The incidence of the primary endpoint, combined and broken down by components, is shown in Table 2. The Kaplan-Meier curves for the primary endpoint are shown in Figure 1. The losartan group showed a significant reduction in the relative risk for the primary endpoint (unadjusted [14.6%; P=.009] and in the risk adjusted for the baseline degree of LVH and Framingham risk index [13.0%; P=.021]), with progressive separation of the curves throughout follow-up. The reduction in the relative risk of stroke with losartan (24.5%; P=.001) and absence of differences in the relative risk of myocardial infarction between both therapeutic modalities were noteworthy. These results did not vary when the permanence on study treatment was analyzed, or when adjustments were made for the evolution of blood pressure in time. On the other hand, when an analysis was made considering the changes in ECG indices of LVH as a covariable, less than one-third of the benefit in the primary endpoint could be explained by these changes. It should be emphasized that in the group of patients at lower risk (without vascular disease or diabetes), the benefit of losartan on the primary endpoint persisted (relative risk 0.82; P=.029). During follow-up, the group treated with losartan presented a 25% reduction (6% of the patients treated with losartan and 8% in the atenolol group) in the incidence of newly diagnosed diabetes.
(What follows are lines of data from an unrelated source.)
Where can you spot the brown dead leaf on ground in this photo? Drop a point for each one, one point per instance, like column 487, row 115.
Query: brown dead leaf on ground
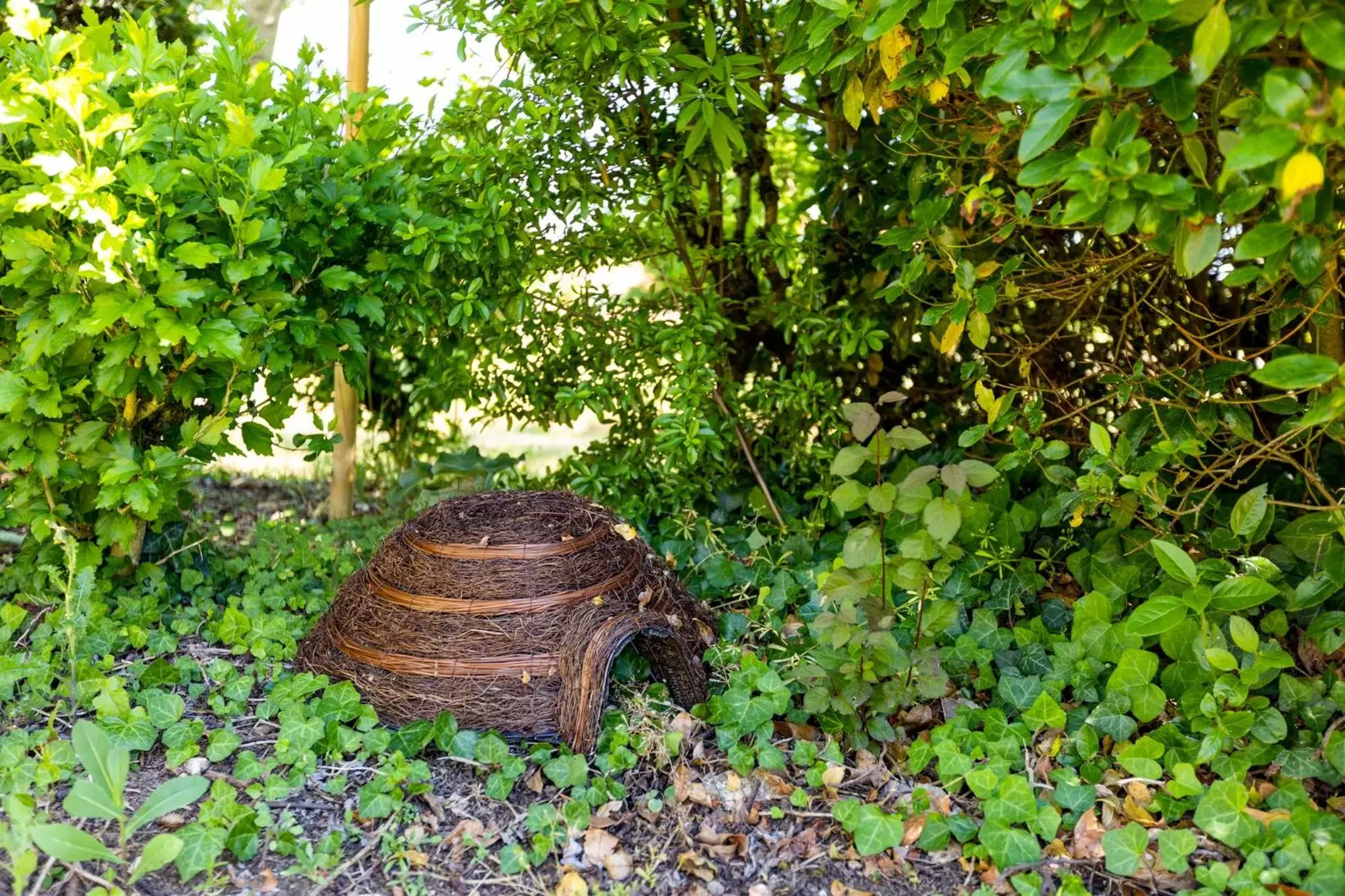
column 1087, row 842
column 1139, row 792
column 775, row 785
column 1268, row 817
column 721, row 845
column 695, row 865
column 599, row 845
column 572, row 885
column 603, row 849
Losartan was significantly better tolerated than atenolol, likewise, losartan treatment was accompanied by a greater reduction in the ECG criteria of LVH, both the product of Cornell voltage and QRS duration (290 and 124 mmxms for losartan and atenolol; P<.001) and the Sokolow-Lyon index (4.6 mm and 2.7 mm for losartan and atenolol; P<.001) (Figure 2).

Fig. 1. Kaplan-Meier curves for the primary endpoint (cardiovascular death, stroke, and myocardial infarction).
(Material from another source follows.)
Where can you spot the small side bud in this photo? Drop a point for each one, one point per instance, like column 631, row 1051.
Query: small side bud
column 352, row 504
Fig. 2. Changes with respect to the baseline valor of the product duration of Cornell voltage and Sokolow-Lyon index. P value for differences between groups.

An analysis of the subgroup of 1195 patients with diabetes, hypertension, and ECG signs of LVH28 showed that, after a mean follow-up of 4.7 years, losartan treatment compared with atenolol was accompanied by an adjusted reduction in the relative risk for the primary endpoint of the study was 24% (P=.031) (Figure 3). It should be emphasized that mortality due to all causes was documented in 63 patients treated with losartan and in 104 patients treated with atenolol, which was equivalent to a reduction in relative risk of 39% in the losartan group (P=.002). The mortality due to CVD decreased by 37% and admissions for heart failure by 40% in the losartan group. The mean reduction in SBP during follow-up in the group treated with losartan was 3 mm Hg greater than the reduction observed with atenolol (31 mm Hg versus 28 mm Hg, respectively), with no differences in the DBP reduction. The benefit observed with losartan persisted after adjusting for changes in blood pressure during follow-up. Plasma glucose concentrations remained high during the study, with no differences between the two therapeutic modalities. Albuminuria was reported less frequently as an adverse effect (P=.002) in the losartan group.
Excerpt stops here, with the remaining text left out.